Nous attendrons les dossiers des enquêtes publiques et ferons critiques et observations sur les cahiers d'enquête mais ce faisant nous savons d'expérience que nous alimenterons une procédure « consultative » qui se veut nécessaire et « démocratique » alors que les jeux sont faits et que les conclusions et avis défavorables tant de la population, des élus et de la commission d'enquête peuvent être ignorés par le Préfet. C'est bien ce qui est arrivé en Limousin en 1995 pour l'entreposage d'uranium appauvri à Bessines sur Gartempe. (Tandis qu'à Pierrelatte la population n'a pas été désavouée, ni la commission d'enquête. Il s'agissait, il est vrai, de la régularisation d'une installation existante mais saturée).
S'il s'agit de sortie ou d'abandon du nucléaire, le dossier Georges Besse II nous semble stratégiquement au moins aussi bien placé que celui de l'EPR. En effet la production d'uranium enrichi alimente notre parc nucléaire et l'exportation. Mais on nous fait remarquer que l'EPR est plus mobilisateur. Pourquoi, alors que Georges Besse II, plus sûrement encore qu'un EPR à Flamanville et l'autre en Finlande, signifie la relance incontestable du nucléaire ? D'ailleurs une dépêche AFP de fin mai annonce que les commis voyageurs du nucléaire français vont aller démarcher Khadafi en Lybie ! Un client de plus pour Georges Besse II !!!

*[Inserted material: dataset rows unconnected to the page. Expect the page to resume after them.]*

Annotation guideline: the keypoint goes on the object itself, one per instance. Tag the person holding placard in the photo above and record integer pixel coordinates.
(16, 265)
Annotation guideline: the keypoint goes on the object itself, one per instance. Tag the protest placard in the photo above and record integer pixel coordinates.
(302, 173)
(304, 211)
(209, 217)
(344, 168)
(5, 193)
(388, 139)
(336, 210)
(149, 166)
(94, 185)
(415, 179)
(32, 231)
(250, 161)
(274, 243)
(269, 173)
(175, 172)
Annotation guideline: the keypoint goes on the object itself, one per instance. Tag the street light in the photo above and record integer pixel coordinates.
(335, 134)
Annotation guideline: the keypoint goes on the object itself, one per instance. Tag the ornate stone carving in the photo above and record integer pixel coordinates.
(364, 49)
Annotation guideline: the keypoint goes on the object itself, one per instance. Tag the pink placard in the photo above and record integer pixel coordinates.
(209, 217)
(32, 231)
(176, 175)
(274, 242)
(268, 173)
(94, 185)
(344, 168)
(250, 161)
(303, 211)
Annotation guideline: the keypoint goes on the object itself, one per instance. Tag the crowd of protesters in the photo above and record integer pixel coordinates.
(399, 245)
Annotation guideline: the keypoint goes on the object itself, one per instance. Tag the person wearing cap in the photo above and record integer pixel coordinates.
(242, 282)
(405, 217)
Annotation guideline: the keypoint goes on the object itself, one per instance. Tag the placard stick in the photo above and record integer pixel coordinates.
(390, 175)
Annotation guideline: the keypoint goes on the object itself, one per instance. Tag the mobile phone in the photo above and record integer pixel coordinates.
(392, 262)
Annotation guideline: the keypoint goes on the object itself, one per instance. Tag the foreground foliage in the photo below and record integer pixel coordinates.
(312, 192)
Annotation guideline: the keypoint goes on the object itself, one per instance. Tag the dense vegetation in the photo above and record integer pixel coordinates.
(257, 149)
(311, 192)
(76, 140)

Pour finir, reprenons le dossier du Maître d'ouvrage AREVA et son calendrier prévisionnel :
- Fin 2007... Première production de l'usine Georges Besse II
- Vers 2020.. Fin des opérations de démantèlement d'Eurodif.

A quand la sortie crédible du nucléaire prônée par ceux qui prétendent qu'une sortie immédiate avec les moyens existants (comprenant le thermique classique) ne serait pas réaliste ?

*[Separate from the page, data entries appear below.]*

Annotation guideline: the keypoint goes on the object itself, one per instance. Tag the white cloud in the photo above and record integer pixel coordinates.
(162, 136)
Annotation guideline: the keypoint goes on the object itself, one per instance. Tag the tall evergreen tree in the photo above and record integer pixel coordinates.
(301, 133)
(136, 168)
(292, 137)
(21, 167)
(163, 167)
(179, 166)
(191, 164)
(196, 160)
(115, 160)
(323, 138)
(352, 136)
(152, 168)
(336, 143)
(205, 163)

CLADE (Collectif Limousin Antidéchets),
6, rue Porte Panet Limoges 87000.


* Selon AREVA, l'UTS (Unité de Travail de Séparation) est l'unité de mesure utilisée comme standard international pour quantifier les besoins en enrichissement des réacteurs et la capacité des usines d'enrichissement, quelle que soit la technologie utilisée.
** Beaucoup de renseignements sur l'enrichissement de l'uranium dans : www.wise-paris.org/francais/nosbreves/annee_2002/nosbreves021018c.html
*** ASPCV, association de sauvegarde du patrimoine et du cadre de vie, Solérieux (Drôme).